# Training the Send Away



## Nurse Bishop (Nov 20, 2016)

How do you train the dog to run away form you , then down?

" The dog is also asked to run in a straight direction from its handler on command and lie down on a second command. "


----------



## lhczth (Apr 5, 2000)

I teach a dog first to mark and go to a location using food. Then I move outside using a toy, show the the toy (usually a ball) on a small stand or a hanging tree, tell them mark and send them. As they learn the idea, I move farther away. Then I add in heeling, halts, before sending. Then I do blind send outs without the ball. Then I chain the send out with the retrieves. 

I do the down in two ways. First I will ask the dog to down when it gets the ball at times. I also work random downs away from the exercise using toys and either a long line or an e-collar if needed (some dogs are very compliant and will down despite the drive to chase the ball). 
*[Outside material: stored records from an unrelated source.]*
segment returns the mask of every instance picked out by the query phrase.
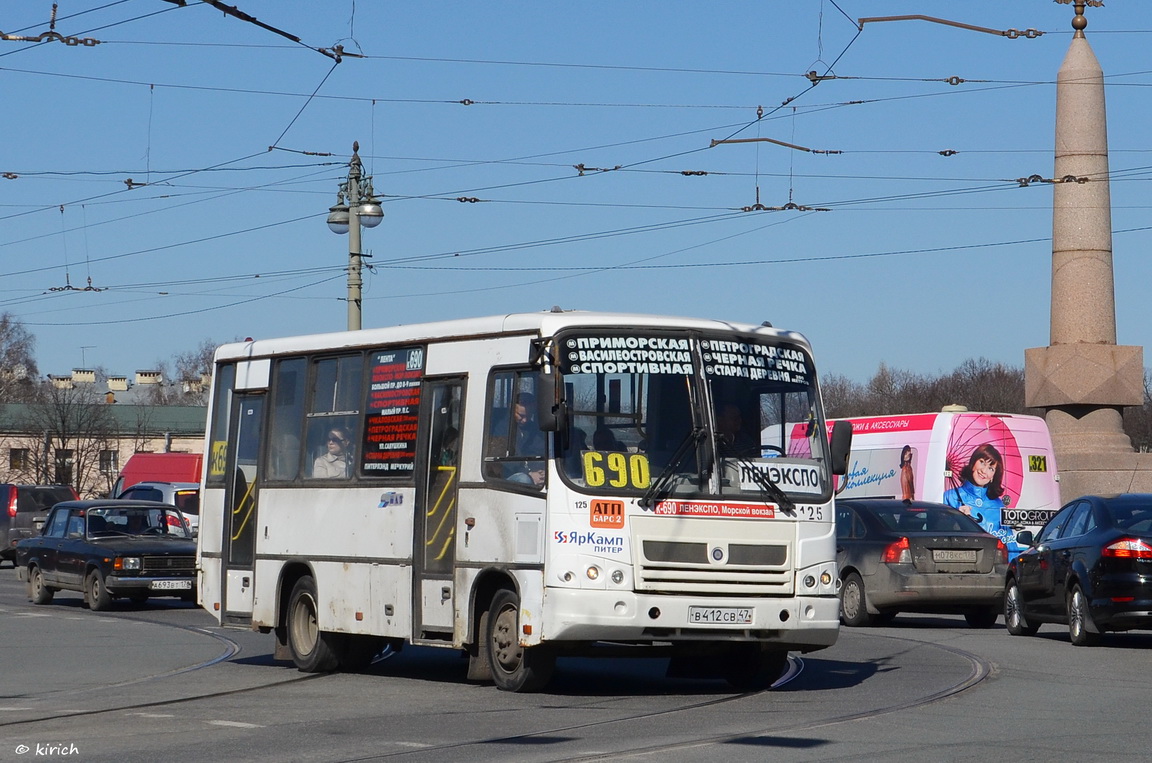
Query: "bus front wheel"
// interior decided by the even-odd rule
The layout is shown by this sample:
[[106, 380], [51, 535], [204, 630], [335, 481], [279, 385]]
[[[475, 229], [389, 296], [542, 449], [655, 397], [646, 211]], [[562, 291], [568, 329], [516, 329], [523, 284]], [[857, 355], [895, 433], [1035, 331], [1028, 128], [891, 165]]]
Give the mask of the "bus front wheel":
[[333, 648], [336, 634], [320, 630], [318, 611], [316, 581], [300, 578], [288, 598], [288, 648], [292, 661], [304, 673], [325, 673], [340, 664]]
[[552, 678], [556, 656], [546, 645], [520, 645], [520, 597], [516, 592], [497, 591], [485, 620], [483, 637], [496, 688], [518, 692], [544, 688]]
Last thing I do is put the down with the send out. On the day I do this, there will be no ball there since I don't want the dog to be rewarded for being wrong. If they down, I go out to them, pretend to remove the ball from the tree, go to my dog and reward it. Sometimes I actually hang the ball (with my back to the dog), pick up my dog, turn around, and send them. I NEVER just send them after they have downed. I usually do it from a closer distance so I can run after my dog (haha run) and make sure they down and don't just run around searching (the reason why I never put a toy on the ground). Then it becomes random where most days I send the dog with the toy and then I will throw in a down (no toy) like in a trial. Depending on the dog I don't do these very often. Some dogs are harder to stop especially when judges wait until they are almost to the end of the field. These dogs might see the down more often. The random downs are very important, though. Nike never saw a down on a send out until the two times I trialed her. Vala, on the other hand, saw quite a few. LOL


----------



## gsdluvr (Jun 26, 2012)

She is nuts for food. I started by putting her dinner across the yard. Then made her sit. Walked back to her and gave the command. I did this a lot as a beginning. then when her ball drive kicked in, I hung the ball tree with ball hanging so she could see it after I revved her up with the ball. Led her back to the starting point, and got her super excited to go after it, then let her go. I just kept increasing the distance until she would run knowing it was there. Now when I take her to the field. I hang the ball way down before I take her out of the car, get her in the starting position, heel and send her. So, even when she doesn't see me put it, she believes it's there.

I have only platzed her a couple of times because she is not the highest drive dog and I need to build speed. If I did too many downs, she might be anticipating my command and not run fast. Like Lisa, I don't put the ball on the ground for the same reason.


----------



## lhczth (Apr 5, 2000)

Always a fine line between downing often enough and downing too often.


----------